Taming the A/B Testing Rollercoaster with Bayesian Analysis

12 min readJul 19, 2022

Dave Decker, Director of Data Science

Like many startups, Ethos faces a trade-off when it comes to product A/B testing between making decisions quickly and making decisions accurately. Furthermore, we are trying to drive convenience rather than engagement; ideally, a customer comes to our app, finds an appropriate life insurance policy, and then enjoys their life with the peace of mind that comes with protecting their family financially. However, driving convenience means that collecting ideal sample sizes for classical A/B testing could take months, delaying decisions, and backing up our roadmap. Alternatively, peeking at results early with classical null hypothesis testing introduces more false positives if not done carefully. Product managers may also become concerned with early poor performance which may be the result of sampling variance at low sample sizes.

Issues with classical null hypothesis testing

Even if we ignore philosophical debates about the merits of different approaches to statistics, the classical null hypothesis testing framework presents challenges in our environment.

As mentioned above, classical null hypothesis testing requires large sample sizes and test periods when run properly.
p-values are only valid for a given sampling intention. That is, after a sampling size has been predetermined, peeking at results raises the false positive rate above the stated alpha level.
Power is a curve dependent on an unknown effect size. Post-hoc power analysis using an observed effect size is a common, but incorrect, practice. Both due to the previous point and the last point below, using the observed effect size as the basis for a power calculation is likely to exaggerate it.
The rejection region of a test statistic favors the incumbent and hinders the realization of small improvements. In order to avoid “false positives” in rejecting the null hypothesis, the classical paradigm requires overcoming a hurdle of observed effect size. In other words, even if a new treatment arm empirically outperforms an incumbent, the null hypothesis test will encourage the tester to remain with the incumbent unless the empirical results reach a rejection region of the test statistic. From a decision theory point of view, this is problematic not only because it can prevent us from realizing small gains that do not pass significance tests, but also because if there truly is no difference between experiment arms, then there is no down side to choosing the treatment arm anyway.
It’s true that adjustments can be made in the calculations to allow for peeking repeatedly at results, but the “false positive” null hypothesis testing framework still favors the incumbent.
If we also care about estimating the lift of our A/B test winner, then filtering on a null hypothesis test biases our estimated effect size.
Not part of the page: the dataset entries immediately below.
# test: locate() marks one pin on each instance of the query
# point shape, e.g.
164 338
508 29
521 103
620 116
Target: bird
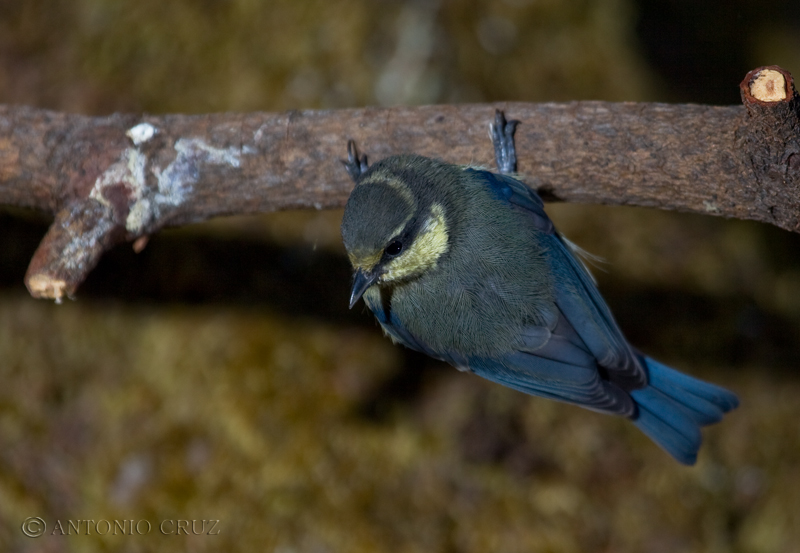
463 264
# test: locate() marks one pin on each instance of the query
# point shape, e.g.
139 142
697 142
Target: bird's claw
505 153
356 164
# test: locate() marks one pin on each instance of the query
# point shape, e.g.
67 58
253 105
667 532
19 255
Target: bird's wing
518 194
560 367
577 298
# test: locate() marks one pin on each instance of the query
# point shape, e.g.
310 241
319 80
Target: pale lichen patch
141 133
176 181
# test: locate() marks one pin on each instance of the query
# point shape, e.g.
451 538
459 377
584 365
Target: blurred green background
219 375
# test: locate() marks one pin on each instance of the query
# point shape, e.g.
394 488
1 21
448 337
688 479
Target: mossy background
219 375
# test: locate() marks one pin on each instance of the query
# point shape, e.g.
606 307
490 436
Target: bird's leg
505 153
355 164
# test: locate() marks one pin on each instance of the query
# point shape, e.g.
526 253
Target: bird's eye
394 248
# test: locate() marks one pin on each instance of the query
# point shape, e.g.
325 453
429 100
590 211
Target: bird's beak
361 281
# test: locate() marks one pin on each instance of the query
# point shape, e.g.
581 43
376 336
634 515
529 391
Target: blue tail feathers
674 406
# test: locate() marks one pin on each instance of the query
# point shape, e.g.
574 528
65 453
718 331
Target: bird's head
392 231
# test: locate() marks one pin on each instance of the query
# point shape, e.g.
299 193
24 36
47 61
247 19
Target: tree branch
123 177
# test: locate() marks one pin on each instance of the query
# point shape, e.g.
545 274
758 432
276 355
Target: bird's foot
505 153
355 164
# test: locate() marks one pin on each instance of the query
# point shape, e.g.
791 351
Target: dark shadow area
702 49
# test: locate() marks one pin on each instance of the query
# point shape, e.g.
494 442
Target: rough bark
123 177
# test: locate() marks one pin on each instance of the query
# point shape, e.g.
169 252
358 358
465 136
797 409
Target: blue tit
464 265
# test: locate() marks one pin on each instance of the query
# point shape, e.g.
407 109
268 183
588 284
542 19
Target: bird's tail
674 406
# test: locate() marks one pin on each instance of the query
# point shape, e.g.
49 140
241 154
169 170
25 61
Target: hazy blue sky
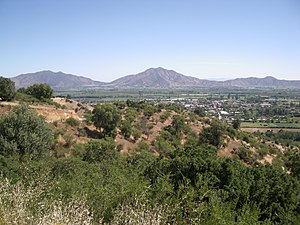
106 39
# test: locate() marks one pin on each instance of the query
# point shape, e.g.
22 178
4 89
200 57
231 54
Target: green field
269 125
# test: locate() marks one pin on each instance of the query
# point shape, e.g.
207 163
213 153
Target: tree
40 91
178 124
214 134
200 111
97 151
126 130
7 89
24 133
236 124
107 117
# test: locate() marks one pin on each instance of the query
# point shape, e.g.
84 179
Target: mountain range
156 78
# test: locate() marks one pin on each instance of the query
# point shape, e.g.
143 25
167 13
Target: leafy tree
214 134
7 89
125 127
24 133
72 122
178 124
97 151
149 110
40 91
107 117
236 124
199 111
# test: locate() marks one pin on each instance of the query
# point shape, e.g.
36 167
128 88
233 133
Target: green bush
7 89
24 133
72 122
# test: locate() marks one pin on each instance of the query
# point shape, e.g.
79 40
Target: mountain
158 78
262 82
58 81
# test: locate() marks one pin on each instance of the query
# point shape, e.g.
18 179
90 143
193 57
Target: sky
108 39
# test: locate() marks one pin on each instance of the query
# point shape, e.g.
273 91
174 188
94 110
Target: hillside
57 80
156 159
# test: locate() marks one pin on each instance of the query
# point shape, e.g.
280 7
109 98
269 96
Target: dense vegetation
7 89
186 182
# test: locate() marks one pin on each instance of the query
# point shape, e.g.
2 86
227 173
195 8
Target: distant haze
104 40
152 78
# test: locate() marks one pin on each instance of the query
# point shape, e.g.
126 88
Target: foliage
125 128
178 124
40 91
72 122
7 89
236 124
97 151
199 111
24 133
107 117
214 134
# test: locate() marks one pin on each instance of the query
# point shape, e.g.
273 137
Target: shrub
7 89
24 133
72 122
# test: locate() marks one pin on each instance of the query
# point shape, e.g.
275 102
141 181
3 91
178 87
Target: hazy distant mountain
158 78
58 81
262 82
This last point is often ignored in both industry and academia, but it is true: if you require statistical significance to choose a winner that improves results over an incumbent, then the estimated improvement is biased, even if the method to estimate that difference was originally unbiased. This is true even if the researcher uses a two-tailed hypothesis test because there is no lift to estimate when we stay with an incumbent. I’ll illustrate this point with simulations.

Estimators have various properties we care about. Three common ones are bias, variance, and consistency. Bias refers to how far off our estimate will be from the true parameter value on average. Variance describes how far from the estimator’s expected value we can expect to be for a given sample, namely the average squared distance from the mean. A property that is often used to judge the trade-off of bias and variance is the mean square error. An estimator is consistent if it approaches the true value as sample sizes grow.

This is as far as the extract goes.